Reinforcement learning is a trial-and-error method in which the agent explores a training space and learns to take actions that maximize its reward.
The team developed a technique to explicitly add a certain amount of noise to one element of the reinforcement learning problem called the transition function. The transition function defines the probability an agent will move from one state to another, based on the action it chooses.
If the agent is playing Pac-Man, a transition function might define the probability that ghosts on the game board will move up, down, left, or right. In standard reinforcement learning, the AI would be trained and tested using the same transition function.
The researchers added noise to the transition function with this conventional approach and, as expected, it hurt the agent’s Pac-Man performance.
But when the researchers trained the agent with a noise-free Pac-Man game, then tested it in an environment where they injected noise into the transition function, it performed better than an agent trained on the noisy game.
“The rule of thumb is that you should try to capture the deployment condition’s transition function as well as you can during training to get the most bang for your buck. We really tested this insight to death because we couldn’t believe it ourselves,” Madan says.
Injecting varying amounts of noise into the transition function let the researchers test many environments, but it didn’t create realistic games. The more noise they injected into Pac-Man, the more likely ghosts would randomly teleport to different squares.

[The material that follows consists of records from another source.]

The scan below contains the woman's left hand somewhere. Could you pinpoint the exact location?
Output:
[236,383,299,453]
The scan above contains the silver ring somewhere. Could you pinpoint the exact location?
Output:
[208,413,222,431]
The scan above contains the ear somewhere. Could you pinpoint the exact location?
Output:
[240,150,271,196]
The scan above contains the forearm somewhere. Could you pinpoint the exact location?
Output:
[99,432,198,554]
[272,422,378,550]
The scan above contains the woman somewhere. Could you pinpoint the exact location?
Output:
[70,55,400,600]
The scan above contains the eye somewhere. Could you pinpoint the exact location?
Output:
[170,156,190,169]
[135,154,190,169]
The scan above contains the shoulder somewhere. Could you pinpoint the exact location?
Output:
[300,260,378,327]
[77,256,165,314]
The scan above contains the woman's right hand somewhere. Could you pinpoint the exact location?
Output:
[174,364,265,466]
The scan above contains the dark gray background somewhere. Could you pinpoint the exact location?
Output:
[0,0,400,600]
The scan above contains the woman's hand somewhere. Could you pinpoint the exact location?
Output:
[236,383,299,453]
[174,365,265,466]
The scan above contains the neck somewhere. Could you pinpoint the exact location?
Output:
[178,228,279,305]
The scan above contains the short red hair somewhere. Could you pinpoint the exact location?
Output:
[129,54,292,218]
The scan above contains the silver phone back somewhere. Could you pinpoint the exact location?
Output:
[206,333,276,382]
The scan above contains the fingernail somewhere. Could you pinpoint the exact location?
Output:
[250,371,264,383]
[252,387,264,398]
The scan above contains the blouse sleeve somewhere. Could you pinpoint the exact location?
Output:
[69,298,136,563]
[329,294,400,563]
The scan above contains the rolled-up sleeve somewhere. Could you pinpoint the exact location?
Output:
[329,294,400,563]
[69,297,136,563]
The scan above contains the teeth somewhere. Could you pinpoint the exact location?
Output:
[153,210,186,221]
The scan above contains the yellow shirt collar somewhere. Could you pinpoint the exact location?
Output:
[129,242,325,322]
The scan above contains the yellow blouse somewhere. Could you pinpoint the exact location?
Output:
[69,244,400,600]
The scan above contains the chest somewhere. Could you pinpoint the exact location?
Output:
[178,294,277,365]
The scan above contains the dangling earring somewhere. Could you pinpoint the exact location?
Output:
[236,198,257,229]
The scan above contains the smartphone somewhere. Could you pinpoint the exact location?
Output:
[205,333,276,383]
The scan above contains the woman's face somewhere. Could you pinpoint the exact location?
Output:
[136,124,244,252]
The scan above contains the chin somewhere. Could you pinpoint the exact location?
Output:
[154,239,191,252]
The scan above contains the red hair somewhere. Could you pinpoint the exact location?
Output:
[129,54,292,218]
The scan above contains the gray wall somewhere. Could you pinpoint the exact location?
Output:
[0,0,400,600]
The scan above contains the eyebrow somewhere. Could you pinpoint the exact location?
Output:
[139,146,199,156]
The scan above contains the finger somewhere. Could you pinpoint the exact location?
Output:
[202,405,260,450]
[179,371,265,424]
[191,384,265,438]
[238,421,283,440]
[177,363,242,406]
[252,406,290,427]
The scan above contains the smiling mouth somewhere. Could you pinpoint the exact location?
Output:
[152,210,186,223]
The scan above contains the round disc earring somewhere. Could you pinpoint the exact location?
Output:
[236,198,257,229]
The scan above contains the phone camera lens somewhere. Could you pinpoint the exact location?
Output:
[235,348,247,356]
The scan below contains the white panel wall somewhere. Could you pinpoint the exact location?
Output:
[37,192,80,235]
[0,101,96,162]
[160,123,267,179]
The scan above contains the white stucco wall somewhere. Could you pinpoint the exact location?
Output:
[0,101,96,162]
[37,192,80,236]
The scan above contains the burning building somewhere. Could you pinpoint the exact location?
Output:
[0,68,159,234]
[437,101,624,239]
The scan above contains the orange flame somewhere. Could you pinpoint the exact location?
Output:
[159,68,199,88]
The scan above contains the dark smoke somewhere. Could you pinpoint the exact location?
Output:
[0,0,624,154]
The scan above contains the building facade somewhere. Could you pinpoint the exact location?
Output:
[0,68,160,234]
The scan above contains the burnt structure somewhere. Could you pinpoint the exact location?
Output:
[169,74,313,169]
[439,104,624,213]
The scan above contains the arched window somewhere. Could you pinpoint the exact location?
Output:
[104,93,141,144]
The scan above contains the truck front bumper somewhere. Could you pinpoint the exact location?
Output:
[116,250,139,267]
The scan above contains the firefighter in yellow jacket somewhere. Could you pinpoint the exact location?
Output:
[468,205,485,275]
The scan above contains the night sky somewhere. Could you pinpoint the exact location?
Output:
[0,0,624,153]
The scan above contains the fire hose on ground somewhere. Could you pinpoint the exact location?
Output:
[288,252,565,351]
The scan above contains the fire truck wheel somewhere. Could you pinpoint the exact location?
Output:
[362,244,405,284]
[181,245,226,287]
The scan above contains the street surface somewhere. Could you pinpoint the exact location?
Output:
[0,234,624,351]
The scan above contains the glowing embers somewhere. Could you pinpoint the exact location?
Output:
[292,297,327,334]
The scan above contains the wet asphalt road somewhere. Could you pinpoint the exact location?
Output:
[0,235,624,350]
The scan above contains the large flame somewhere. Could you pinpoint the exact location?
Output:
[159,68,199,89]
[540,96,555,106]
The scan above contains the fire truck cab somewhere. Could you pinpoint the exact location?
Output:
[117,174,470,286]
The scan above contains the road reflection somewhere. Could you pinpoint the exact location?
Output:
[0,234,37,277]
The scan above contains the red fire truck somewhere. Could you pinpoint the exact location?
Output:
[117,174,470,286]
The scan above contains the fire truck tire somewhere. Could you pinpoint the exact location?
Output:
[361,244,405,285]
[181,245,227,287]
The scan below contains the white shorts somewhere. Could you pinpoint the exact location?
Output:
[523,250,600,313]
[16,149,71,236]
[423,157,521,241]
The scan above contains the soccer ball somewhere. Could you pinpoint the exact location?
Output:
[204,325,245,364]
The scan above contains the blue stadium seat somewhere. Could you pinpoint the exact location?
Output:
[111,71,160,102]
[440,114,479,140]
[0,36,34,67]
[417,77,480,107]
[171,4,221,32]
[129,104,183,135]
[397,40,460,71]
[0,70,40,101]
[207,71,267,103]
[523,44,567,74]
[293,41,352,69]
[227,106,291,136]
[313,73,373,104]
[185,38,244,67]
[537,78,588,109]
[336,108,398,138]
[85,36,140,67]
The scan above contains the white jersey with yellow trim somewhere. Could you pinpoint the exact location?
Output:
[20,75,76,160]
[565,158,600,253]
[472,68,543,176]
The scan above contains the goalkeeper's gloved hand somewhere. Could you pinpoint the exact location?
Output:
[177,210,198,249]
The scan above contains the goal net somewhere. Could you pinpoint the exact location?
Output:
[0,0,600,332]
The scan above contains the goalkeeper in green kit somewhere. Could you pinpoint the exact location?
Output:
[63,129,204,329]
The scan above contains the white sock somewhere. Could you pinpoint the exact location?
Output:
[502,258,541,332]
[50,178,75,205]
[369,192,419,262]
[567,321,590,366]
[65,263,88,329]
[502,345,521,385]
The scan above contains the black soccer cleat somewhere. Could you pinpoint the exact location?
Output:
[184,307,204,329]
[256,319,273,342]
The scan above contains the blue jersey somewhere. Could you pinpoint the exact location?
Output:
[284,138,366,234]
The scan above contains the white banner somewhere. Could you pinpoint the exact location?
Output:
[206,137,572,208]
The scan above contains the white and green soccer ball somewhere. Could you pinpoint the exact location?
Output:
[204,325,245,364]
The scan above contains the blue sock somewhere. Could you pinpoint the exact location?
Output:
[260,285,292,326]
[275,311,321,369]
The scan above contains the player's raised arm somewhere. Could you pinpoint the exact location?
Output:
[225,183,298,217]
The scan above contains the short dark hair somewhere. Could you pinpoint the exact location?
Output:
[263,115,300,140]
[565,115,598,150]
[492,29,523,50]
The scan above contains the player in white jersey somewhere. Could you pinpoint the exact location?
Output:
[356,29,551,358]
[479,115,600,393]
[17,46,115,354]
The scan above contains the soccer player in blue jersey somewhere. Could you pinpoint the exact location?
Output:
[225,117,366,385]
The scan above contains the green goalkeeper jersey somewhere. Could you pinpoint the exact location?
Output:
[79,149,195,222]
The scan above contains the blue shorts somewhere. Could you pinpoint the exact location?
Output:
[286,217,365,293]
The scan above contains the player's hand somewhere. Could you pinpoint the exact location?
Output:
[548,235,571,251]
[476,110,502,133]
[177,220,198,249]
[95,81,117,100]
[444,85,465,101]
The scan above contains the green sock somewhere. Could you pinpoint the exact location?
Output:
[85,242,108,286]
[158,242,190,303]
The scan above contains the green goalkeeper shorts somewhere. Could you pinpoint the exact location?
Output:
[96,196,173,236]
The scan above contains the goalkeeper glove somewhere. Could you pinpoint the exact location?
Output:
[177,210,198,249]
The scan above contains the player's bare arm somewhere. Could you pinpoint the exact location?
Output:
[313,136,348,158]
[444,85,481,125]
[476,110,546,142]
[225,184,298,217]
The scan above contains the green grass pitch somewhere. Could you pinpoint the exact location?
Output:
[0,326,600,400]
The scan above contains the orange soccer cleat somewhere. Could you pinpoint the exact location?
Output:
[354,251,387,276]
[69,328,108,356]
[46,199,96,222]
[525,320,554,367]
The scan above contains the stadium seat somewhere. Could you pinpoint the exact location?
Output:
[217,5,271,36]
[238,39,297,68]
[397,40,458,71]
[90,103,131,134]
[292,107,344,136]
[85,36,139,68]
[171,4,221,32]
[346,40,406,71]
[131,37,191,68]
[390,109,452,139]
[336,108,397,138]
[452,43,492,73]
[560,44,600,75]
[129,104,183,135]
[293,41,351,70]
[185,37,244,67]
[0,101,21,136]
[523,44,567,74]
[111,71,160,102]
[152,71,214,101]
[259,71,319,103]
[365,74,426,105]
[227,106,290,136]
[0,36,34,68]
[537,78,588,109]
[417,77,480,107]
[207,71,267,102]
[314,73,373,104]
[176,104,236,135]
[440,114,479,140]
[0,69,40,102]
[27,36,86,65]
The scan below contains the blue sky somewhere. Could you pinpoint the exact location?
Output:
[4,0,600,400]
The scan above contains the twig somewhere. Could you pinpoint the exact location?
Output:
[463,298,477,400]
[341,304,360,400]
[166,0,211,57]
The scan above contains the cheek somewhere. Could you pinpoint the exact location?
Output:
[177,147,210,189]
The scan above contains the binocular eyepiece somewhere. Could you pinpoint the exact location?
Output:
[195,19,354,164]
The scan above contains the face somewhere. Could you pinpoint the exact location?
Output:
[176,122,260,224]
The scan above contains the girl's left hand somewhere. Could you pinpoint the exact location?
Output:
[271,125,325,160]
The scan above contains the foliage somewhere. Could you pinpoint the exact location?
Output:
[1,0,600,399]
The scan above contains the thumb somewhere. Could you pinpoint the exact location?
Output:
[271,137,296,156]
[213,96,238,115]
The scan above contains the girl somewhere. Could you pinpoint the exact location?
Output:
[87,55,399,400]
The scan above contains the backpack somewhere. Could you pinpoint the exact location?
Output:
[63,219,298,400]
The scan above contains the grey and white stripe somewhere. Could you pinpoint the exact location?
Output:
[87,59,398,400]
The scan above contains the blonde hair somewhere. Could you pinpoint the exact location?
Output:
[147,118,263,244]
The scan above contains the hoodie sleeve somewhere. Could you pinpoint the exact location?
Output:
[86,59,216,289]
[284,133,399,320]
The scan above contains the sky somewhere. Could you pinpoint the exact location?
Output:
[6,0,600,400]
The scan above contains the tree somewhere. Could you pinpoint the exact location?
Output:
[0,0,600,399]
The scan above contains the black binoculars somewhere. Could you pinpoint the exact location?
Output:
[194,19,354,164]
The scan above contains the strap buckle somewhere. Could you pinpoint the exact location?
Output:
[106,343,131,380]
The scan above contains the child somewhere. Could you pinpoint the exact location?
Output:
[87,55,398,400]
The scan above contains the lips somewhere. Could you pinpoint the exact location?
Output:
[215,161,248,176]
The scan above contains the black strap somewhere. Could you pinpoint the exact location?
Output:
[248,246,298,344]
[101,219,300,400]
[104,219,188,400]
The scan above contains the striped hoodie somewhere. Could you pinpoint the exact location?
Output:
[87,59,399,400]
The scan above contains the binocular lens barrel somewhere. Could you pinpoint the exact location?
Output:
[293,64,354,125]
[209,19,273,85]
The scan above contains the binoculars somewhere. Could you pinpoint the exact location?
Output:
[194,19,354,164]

To see if the indoor training effect occurred in normal Pac-Man games, they adjusted underlying probabilities so ghosts moved normally but were more likely to move up and down, rather than left and right. AI agents trained in noise-free environments still performed better in these realistic games.
“It was not only due to the way we added noise to create ad hoc environments. This seems to be a property of the reinforcement learning problem. And that was even more surprising to see,” Bono says.
Exploration explanations
When the researchers dug deeper in search of an explanation, they saw some correlations in how the AI agents explore the training space.
When both AI agents explore mostly the same areas, the agent trained in the non-noisy environment performs better, perhaps because it is easier for the agent to learn the rules of the game without the interference of noise.
If their exploration patterns are different, then the agent trained in the noisy environment tends to perform better. This might occur because the agent needs to understand patterns it can’t learn in the noise-free environment.
“If I only learn to play tennis with my forehand in the non-noisy environment, but then in the noisy one I have to also play with my backhand, I won’t play as well in the non-noisy environment,” Bono explains.
In the future, the researchers hope to explore how the indoor training effect might occur in more complex reinforcement learning environments, or with other techniques like computer vision and natural language processing. They also want to build training environments designed to leverage the indoor training effect, which could help AI agents perform better in uncertain environments.